Iván Lara, subdelegado de la Selección de Diversidad Didesex, aseguró que han buscado tener contactos con la Federación Mexicana de Futbol. “Hemos tocado puertas, mandado cartas, pero están en su plan machista”, dice. En México hay al menos cuatro instituciones de la comunidad LGBT que tienen equipos de futbol, ellos son: Didesex, Tri Gay, Halcones y Lobos.

Miranda Salman comenta que el futbol profesional en México no está preparado en términos generales para saber si un jugador es gay o no. “Lo veo en perspectiva mundial, por ejemplo, Holanda sacó ya una campaña al respecto desde hace un año y nadie ha hecho pública su homosexualidad. Cuando yo entrenaba a Tri Gay se intentó tener acercamiento con la Federación, pero ellos están cerrados, negados”.

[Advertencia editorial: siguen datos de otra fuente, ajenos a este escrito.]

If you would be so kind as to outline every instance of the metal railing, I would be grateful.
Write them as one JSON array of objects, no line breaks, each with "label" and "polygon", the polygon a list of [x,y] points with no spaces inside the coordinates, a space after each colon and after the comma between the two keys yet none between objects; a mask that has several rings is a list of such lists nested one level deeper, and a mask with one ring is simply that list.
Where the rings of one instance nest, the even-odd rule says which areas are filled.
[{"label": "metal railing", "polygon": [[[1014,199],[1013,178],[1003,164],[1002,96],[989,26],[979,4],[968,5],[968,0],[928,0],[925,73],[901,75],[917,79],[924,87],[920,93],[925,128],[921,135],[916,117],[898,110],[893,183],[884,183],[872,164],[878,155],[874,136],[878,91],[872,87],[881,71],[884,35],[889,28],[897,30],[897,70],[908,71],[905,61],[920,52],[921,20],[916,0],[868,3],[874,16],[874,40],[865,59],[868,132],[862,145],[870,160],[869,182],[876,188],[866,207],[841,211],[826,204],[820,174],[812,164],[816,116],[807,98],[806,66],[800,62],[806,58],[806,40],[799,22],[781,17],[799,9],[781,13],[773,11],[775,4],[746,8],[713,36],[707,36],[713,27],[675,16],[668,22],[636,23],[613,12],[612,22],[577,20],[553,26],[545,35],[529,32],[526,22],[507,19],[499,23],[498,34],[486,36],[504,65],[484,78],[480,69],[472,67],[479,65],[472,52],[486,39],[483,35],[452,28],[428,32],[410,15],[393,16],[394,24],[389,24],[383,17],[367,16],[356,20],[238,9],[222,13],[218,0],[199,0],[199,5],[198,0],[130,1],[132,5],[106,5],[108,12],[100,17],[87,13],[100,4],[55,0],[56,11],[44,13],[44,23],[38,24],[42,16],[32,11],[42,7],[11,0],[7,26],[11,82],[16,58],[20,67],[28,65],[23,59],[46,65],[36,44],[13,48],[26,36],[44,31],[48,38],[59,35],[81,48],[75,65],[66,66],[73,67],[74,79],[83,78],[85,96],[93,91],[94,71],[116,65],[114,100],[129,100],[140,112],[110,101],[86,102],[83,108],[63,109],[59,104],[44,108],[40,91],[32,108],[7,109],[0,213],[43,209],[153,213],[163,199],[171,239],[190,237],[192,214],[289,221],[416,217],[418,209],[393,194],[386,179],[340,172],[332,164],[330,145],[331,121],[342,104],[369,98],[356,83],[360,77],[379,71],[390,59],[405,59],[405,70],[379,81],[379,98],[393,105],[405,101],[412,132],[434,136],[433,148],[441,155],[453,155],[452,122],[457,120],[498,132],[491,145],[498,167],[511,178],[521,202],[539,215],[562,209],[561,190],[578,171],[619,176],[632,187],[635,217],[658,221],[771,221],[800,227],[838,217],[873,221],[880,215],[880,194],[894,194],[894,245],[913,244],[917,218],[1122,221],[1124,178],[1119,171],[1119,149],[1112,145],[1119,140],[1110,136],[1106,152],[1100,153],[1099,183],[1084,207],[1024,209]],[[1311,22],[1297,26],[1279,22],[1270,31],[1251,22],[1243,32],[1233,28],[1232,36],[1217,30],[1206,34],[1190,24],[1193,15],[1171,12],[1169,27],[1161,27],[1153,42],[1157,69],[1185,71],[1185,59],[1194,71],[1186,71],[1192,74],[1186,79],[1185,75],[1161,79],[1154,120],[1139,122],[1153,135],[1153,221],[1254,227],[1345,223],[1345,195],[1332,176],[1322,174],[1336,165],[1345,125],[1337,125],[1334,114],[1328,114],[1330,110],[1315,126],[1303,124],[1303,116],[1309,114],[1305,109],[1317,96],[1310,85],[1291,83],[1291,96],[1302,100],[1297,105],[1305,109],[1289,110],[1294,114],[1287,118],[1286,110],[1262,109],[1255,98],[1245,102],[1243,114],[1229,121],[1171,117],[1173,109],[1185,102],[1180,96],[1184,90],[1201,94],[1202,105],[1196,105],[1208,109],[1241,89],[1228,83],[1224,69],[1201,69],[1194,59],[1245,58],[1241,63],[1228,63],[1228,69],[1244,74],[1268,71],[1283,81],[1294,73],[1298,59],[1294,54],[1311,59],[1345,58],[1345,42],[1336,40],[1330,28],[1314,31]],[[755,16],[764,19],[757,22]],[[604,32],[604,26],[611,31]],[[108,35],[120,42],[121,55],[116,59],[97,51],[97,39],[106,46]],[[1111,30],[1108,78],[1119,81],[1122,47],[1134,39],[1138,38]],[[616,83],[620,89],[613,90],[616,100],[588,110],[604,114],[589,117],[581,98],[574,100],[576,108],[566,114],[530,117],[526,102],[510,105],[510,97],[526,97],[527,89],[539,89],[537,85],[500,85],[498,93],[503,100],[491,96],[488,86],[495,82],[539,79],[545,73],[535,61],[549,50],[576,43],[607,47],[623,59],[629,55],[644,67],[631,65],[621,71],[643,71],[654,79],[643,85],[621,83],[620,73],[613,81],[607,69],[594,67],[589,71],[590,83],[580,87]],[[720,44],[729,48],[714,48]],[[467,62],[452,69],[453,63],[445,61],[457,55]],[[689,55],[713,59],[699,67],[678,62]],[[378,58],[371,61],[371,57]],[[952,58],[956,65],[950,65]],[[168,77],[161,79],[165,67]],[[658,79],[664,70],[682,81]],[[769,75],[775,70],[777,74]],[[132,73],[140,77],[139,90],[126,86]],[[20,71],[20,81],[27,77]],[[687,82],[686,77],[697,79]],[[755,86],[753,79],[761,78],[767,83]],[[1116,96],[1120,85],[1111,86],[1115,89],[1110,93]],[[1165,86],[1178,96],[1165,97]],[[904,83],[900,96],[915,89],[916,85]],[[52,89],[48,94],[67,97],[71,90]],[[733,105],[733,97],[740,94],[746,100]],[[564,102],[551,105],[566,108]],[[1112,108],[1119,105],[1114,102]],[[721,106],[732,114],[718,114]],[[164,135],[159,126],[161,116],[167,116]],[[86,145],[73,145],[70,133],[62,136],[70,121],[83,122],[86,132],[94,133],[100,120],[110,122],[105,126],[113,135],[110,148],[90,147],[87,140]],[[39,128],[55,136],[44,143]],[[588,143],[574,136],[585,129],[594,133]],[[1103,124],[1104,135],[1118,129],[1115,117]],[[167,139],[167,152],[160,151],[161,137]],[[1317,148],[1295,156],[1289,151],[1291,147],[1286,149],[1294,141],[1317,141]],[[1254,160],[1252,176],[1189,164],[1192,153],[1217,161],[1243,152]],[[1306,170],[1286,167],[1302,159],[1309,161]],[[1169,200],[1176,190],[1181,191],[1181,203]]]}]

El Ruso Zamogilny, quien ha militado en equipos como Puebla o Tecos, reflexiona que le sería complicada la aceptación de un jugador que se declare homosexual. “Si bien tengo mentalidad abierta y acepto cualquier tipo de orientación sexual, sería algo incómodo”. El jugador profesional dice que él no ha sabido de compañeros en la Liga MX o Ascenso MX que sean gays. “Puedes hacer conjeturas por sus modos y comportamientos, pero nadie lo ha hecho ni siquiera al interior de un club”. Hace un par de años la revista Zero, destacada porque daba a conocer personalidades de todos los ámbitos con preferencias homosexuales, detalló que tenía sellada la portada con un jugador de Real Madrid, la directiva presionó y no ocurrió.

Miguel Ángel Lara, director de Indecus, comenta que por la mentalidad y filosofía de la Liga MX “le sería complicado hablar del tema, ni siquiera está en agenda y eso tiene que ver también con el tema de conservadurismo de los directivos. No hay una política de inclusión”.

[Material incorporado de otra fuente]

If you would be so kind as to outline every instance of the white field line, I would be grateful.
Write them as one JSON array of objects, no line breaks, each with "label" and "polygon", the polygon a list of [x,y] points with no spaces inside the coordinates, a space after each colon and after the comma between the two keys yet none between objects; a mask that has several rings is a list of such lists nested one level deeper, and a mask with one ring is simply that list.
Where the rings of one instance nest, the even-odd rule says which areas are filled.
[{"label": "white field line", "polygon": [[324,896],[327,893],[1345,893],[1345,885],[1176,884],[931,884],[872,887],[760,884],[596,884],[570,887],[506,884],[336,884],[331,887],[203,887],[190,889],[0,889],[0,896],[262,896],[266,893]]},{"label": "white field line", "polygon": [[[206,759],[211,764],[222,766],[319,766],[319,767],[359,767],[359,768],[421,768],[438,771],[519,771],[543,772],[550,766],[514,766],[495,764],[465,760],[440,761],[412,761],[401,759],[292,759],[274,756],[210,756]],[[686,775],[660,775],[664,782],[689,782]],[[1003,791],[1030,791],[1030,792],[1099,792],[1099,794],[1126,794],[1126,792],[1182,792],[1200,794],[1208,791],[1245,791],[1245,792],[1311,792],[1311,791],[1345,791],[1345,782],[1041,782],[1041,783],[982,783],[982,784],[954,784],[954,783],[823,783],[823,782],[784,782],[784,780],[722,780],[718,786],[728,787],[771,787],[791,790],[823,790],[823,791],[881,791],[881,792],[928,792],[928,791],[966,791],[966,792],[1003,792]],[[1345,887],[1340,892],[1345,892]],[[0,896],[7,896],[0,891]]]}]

Recientemente, el exjugador Robbie Rogers, quien militó en Galaxy de Los Ángeles, manifestó sus preferencias. En realidad son pocos los casos documentados:

  • David Testotrong. Jugaba en Montreal Impact de la MLS y declaró su homosexualidad en 2011.
  • Anton Hysén. Futbolista de la liga de Suecia con Utsiktens BK.
  • Justin Fashanu. Fue en su momento el fichaje más caro en la historia de la Liga inglesa (1 millón de libras), confesó en 1990 y se suicidó en 1998.
  • Olivier Rouyer. Exfutbolista de Nancy, asumió su homosexualidad en 1981 y lo confesaría públicamente en 2008.

Para Miranda es lejano el día en que se destape un jugador gay en la Liga mexicana y uno de los puntos es por la falta de información: “Los futbolistas deberían saber que organizaciones como Didesex les apoya, detrás de nosotros está la Conapred, ONU y organizaciones de derechos humanos”.

El Ruso Zamogilny reflexiona:“Lo que al final del día importa es lo que haces en la cancha y ninguna condición sexual debe afectar el desempeño de un jugador”.

En términos de negocio, dice Eric Olavarrieta, que un jugador dé a conocer su homosexualidad “sería un buen acierto de los clubes a nivel de imagen, darían un mensaje de inclusión, pero además puede generar la participación de patrocinadores no tradicionales y con ello ingresos”.

Didesex, que recientemente fue a jugar un torneo de futbol de diversidad sexual en Amberes, Bélgica, ha tenido acercamientos con empresas como Nike, Adidas o Gatorade, además de algunas empresas de condones: “Las marcas nos ven con buenos ojos”, dice Iván Lara, delegado del equipo. Muchas de estas compañías ya tienen participación en el futbol profesional en México.

En abril, la transnacional Nike hizo público que está listo para patrocinar al primer atleta gay; en México, el mercado LGBT genera una derrama económica anual de 4,600 millones de dólares, de lo que hasta ahora el futbol mexicano no participa directamente. Un mercado por explorar para la Liga MX, que por cierto, ignora el tema.